Our approach is realized through two core techniques. First, we sidestep the complexity of instrumenting the full target language by operating on a minimal core variant, using transpilation and retropilation to bridge between the core and full languages. This enables us to maintain the presence of promoted primitives in both the stack and scope. Second, to maintain the presence of promoted primitives within the store, we employ a transitive access control system known as the membrane pattern, which is based on value virtualization.
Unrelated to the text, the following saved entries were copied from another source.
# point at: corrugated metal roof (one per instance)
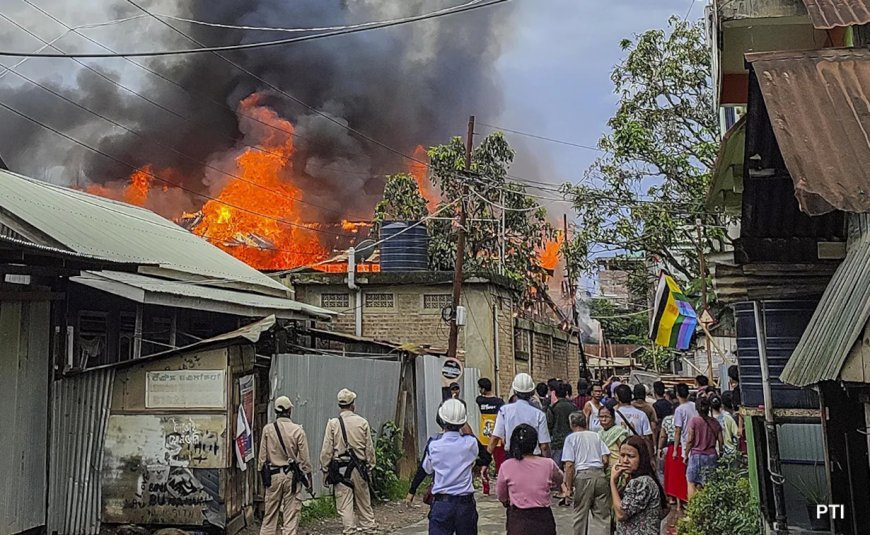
(184, 294)
(819, 106)
(837, 322)
(827, 14)
(98, 227)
We implemented our approach in JavaScript. Our minimal core variant of JavaScript features 57% fewer AST node types than the full language. These nodes are also simpler and more explicit, which facilitates analysis and transformation. To assess the expressiveness of our approach, we developed several representative information-flow analyses, each comprising fewer than 200 lines of code. To validate its the transparency, we evaluated it against Test262, the official ECMAScript conformance test suite, achieving a 99.7% pass rate. To assess its runtime overhead, we evaluated it using the Octane benchmark suite and observed a 10X to 1000X performance overhead. As a result, our approach is currently ill-suited for analyzing long-running, computation-intensive programs or time-sensitive applications. Improving performance is left as future work.
Master of Science in Engineering – Computer Science
Types have been introduced into programming languages to increase safety and the abstraction level; with typing, programmers no longer directly manipulate byte strings but data of a certain type instead. Type systems must make a compromise between static safety and expressiveness; static safety being the ability to detect errors based on static code analysis and expressiveness being the ability to denote concepts. Traditionally, programming languages are separated into two classes: statically typed languages and dynamically typed languages. The first class emphasizes early error detection and catches many errors during static code analysis. The second emphasizes expressiveness but catches errors very late, right before calls to built-in functions. The gap between those two classes is considerable and we argue that the best of those two worlds can be combined. The compromise this thesis defends is called iterative typing. In essence, iterative typing is static typing that delays as few checks as possible for runtime. When uncertainty occurs during static code analysis, static typing typically makes assumptions that allow the analysis to continue but inhibit the expressiveness of the language. In the same situation, iterative typing inserts annotations into the code so the uncertainty can be precisely resolved at runtime, when more information will be available. Iterative typing shines when type deduction depends on the executed branch of a conditional structure as is the case for dispatch on types and deserialization patterns. As a validation of iterative typing, we present three case studies of practical interest; although the exposed solutions are implemented in a dynamic way, iterative typing is able to catch errors early on.